In the future, We hope to get a 100 QT plus cooler so
- Let the Meat Rest Overnight.
You will be surprised how much easier it is to cut the meat once it’s cooled.
Watch videos like A Butcher Takes Apart a Whole Pig to pass the time!
- Your Freezer May Heat Up (Check Your Manual!).
We have a Frigidaire Chest Freezer we use for our meat and noticed it was heating up as we started to put the meat in.
So we checked our specifications! (… and no, we are not those people who have all our manuals perfectly organized in a Pinterest Type filing system … we found our model number on the side of the fridge and Googled up the manual ….)
We found that it is a quirk our freezer has to heat up as it is trying to compensate and bring down the internal temperature. This being our first chest freezer, that was News to us!
But being the worry-wart I am, I kept a very close check on it and even measured the temp with a Infrared Type Thermometer to find that it was ~130 degrees. I kept a close eye and by the morning it was back to almost normal.
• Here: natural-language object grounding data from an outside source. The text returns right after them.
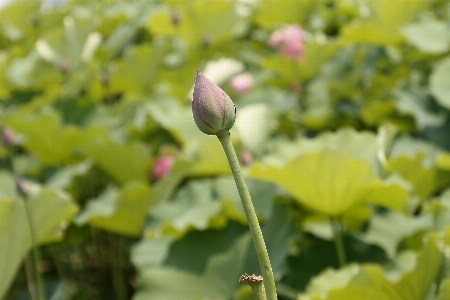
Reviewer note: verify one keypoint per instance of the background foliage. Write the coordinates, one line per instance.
(94, 93)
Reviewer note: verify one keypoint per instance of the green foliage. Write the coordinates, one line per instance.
(355, 129)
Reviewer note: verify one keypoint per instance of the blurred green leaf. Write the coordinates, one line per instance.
(439, 82)
(380, 230)
(119, 210)
(269, 13)
(370, 282)
(45, 136)
(122, 162)
(198, 20)
(172, 272)
(51, 210)
(254, 124)
(430, 36)
(330, 182)
(137, 71)
(194, 207)
(383, 23)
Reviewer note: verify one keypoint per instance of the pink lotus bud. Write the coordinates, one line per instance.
(162, 166)
(207, 40)
(246, 158)
(175, 18)
(290, 41)
(242, 83)
(295, 86)
(64, 66)
(213, 110)
(21, 187)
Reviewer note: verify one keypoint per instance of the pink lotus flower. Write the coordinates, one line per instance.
(246, 158)
(162, 166)
(290, 40)
(242, 83)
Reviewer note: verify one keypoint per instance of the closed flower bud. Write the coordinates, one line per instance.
(213, 110)
(242, 83)
(21, 187)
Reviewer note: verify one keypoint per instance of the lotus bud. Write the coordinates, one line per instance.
(241, 83)
(21, 187)
(213, 110)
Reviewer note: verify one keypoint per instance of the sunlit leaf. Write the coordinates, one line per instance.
(380, 230)
(254, 124)
(121, 211)
(50, 211)
(174, 273)
(270, 13)
(371, 282)
(330, 182)
(430, 36)
(382, 27)
(122, 162)
(439, 82)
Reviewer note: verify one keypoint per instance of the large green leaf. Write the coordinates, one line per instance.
(207, 204)
(382, 27)
(47, 138)
(269, 13)
(197, 20)
(50, 211)
(122, 162)
(425, 179)
(380, 230)
(137, 71)
(202, 265)
(330, 182)
(430, 36)
(192, 207)
(361, 145)
(371, 282)
(254, 124)
(439, 82)
(121, 211)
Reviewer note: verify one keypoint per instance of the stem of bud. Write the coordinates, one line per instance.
(255, 230)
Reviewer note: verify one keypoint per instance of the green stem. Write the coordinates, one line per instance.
(116, 267)
(336, 225)
(256, 283)
(255, 230)
(36, 259)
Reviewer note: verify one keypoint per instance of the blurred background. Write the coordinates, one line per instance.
(108, 190)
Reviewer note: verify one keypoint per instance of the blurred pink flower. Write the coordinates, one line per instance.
(246, 158)
(242, 83)
(162, 166)
(8, 137)
(290, 41)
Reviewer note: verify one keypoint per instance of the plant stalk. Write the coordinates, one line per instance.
(255, 230)
(336, 225)
(256, 283)
(36, 259)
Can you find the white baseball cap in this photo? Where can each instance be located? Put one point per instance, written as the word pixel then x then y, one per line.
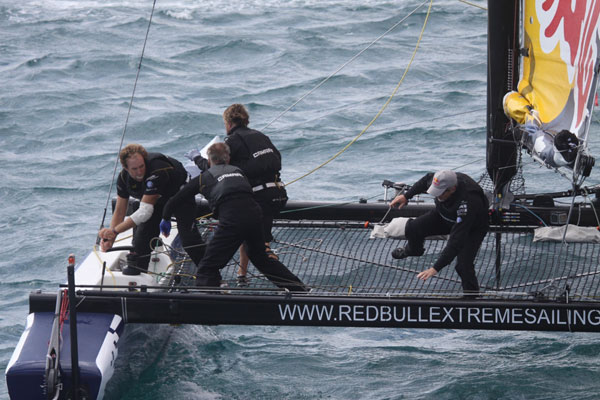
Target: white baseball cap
pixel 442 181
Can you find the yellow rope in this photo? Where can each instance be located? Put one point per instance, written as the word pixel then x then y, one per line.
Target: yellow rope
pixel 382 108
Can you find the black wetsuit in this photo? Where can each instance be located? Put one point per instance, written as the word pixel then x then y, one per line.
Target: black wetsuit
pixel 464 216
pixel 164 176
pixel 260 161
pixel 230 196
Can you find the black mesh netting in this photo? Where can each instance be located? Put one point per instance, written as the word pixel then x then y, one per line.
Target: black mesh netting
pixel 340 258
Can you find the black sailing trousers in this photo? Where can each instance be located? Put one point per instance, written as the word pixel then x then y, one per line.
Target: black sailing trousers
pixel 431 224
pixel 240 220
pixel 186 227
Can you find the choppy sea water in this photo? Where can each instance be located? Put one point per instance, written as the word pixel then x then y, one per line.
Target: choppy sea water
pixel 67 74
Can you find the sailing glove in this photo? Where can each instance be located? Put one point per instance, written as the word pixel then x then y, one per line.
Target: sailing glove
pixel 192 154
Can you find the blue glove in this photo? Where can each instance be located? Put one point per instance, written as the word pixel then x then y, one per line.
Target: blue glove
pixel 165 227
pixel 192 154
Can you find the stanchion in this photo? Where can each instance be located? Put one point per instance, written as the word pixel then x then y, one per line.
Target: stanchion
pixel 73 328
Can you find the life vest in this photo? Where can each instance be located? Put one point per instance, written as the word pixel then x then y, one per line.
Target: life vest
pixel 450 209
pixel 176 171
pixel 222 181
pixel 263 160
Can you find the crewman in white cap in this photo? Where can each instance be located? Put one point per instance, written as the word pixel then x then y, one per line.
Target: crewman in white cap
pixel 461 211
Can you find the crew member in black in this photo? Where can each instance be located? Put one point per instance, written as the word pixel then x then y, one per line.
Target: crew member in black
pixel 152 178
pixel 461 211
pixel 230 197
pixel 260 161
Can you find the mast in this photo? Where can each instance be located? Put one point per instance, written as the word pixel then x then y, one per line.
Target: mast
pixel 503 59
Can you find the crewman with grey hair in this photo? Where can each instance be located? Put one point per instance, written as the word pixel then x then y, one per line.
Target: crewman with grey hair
pixel 461 211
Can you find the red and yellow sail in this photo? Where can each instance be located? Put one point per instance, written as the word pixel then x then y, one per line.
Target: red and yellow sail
pixel 560 40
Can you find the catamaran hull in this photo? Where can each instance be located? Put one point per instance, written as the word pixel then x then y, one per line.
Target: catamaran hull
pixel 99 337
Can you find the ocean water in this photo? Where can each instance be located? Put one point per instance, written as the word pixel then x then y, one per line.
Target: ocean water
pixel 67 74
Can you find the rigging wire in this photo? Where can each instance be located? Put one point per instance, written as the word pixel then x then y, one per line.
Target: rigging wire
pixel 473 4
pixel 137 75
pixel 382 108
pixel 344 65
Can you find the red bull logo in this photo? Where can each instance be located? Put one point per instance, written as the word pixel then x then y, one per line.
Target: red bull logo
pixel 572 25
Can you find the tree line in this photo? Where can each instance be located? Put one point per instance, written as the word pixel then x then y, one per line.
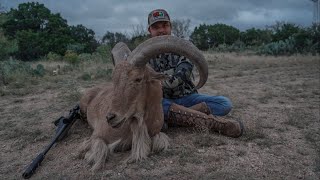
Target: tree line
pixel 32 31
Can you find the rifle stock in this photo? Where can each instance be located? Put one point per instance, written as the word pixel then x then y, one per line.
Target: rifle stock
pixel 63 125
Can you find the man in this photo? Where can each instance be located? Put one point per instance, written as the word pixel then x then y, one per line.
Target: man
pixel 182 105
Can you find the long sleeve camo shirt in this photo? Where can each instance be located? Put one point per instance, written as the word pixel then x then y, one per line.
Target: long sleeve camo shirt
pixel 179 69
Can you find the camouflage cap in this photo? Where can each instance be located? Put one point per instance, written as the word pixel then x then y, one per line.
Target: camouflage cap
pixel 158 15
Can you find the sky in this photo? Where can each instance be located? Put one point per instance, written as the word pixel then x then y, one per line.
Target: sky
pixel 126 15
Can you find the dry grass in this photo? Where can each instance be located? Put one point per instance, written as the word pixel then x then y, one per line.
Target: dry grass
pixel 277 98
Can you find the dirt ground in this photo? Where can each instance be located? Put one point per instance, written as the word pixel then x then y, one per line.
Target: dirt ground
pixel 277 98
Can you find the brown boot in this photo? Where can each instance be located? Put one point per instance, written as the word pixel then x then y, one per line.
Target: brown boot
pixel 202 107
pixel 182 116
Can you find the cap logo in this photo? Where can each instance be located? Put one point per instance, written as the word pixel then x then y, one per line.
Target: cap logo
pixel 158 14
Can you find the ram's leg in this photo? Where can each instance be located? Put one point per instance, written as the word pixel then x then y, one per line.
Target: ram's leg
pixel 160 142
pixel 141 142
pixel 96 152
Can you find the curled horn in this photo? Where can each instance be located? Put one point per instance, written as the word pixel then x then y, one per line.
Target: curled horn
pixel 120 52
pixel 170 44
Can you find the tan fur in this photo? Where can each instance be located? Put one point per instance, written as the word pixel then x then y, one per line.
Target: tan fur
pixel 135 98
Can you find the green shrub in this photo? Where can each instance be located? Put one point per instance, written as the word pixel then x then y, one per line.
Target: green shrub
pixel 39 71
pixel 103 73
pixel 71 57
pixel 13 71
pixel 85 76
pixel 286 47
pixel 51 56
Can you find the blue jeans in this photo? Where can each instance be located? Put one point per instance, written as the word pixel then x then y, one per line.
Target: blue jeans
pixel 219 105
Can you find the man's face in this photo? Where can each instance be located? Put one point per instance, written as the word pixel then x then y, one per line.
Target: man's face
pixel 160 28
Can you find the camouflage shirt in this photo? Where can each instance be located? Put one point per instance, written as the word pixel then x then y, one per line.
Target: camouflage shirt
pixel 179 69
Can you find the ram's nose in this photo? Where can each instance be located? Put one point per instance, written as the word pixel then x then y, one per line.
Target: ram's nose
pixel 110 117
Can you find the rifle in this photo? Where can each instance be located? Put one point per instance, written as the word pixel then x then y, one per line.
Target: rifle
pixel 63 124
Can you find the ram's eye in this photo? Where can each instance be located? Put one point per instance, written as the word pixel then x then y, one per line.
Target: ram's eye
pixel 137 80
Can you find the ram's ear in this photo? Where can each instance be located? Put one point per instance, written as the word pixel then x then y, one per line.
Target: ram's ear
pixel 155 75
pixel 159 76
pixel 119 53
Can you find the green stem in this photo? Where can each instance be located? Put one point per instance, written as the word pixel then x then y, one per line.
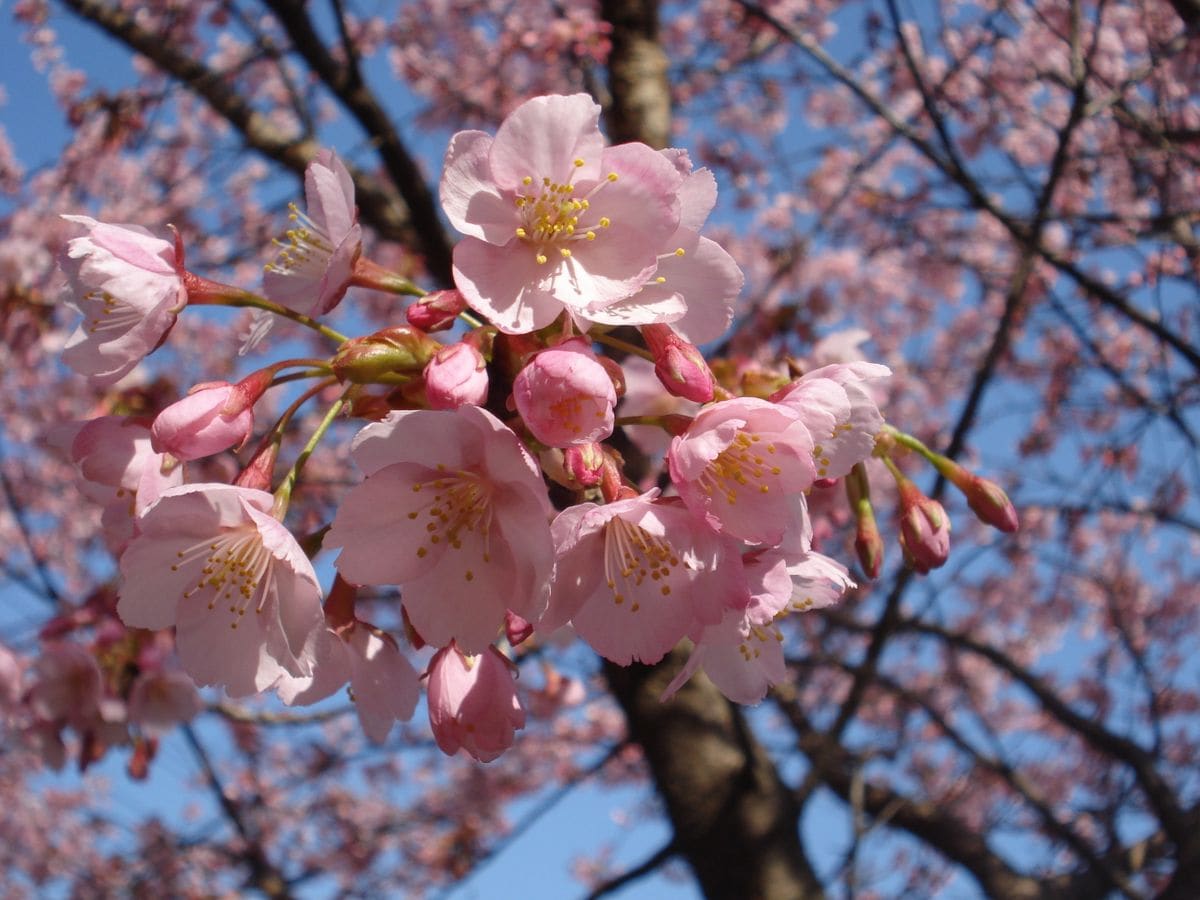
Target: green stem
pixel 283 492
pixel 618 345
pixel 253 301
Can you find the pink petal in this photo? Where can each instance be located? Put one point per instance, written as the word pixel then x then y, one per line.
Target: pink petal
pixel 543 137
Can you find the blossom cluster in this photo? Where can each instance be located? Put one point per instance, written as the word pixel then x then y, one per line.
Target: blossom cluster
pixel 493 491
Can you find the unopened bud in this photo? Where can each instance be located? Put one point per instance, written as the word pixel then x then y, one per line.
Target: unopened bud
pixel 436 311
pixel 985 498
pixel 379 358
pixel 924 528
pixel 585 463
pixel 516 629
pixel 868 540
pixel 679 365
pixel 261 469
If your Cuban, You’ll need a large Caldero to make the cracklings and a place to store the lard and Boy! Will there be a lot of it! I used the stoneware liner of my 8-Quart Slow Cooker AND the liner of my 3-Quart Slow Cooker! This lard will have a slight smell of bacon and is great for cooking meats and other savory foods or even for soap (I’ll show you how!)!
I set aside some leaf lard to make later in my slow cooker to make some odorless clean white lard for baking! Yes, there is a trick to it and I will share it with you in an upcoming post!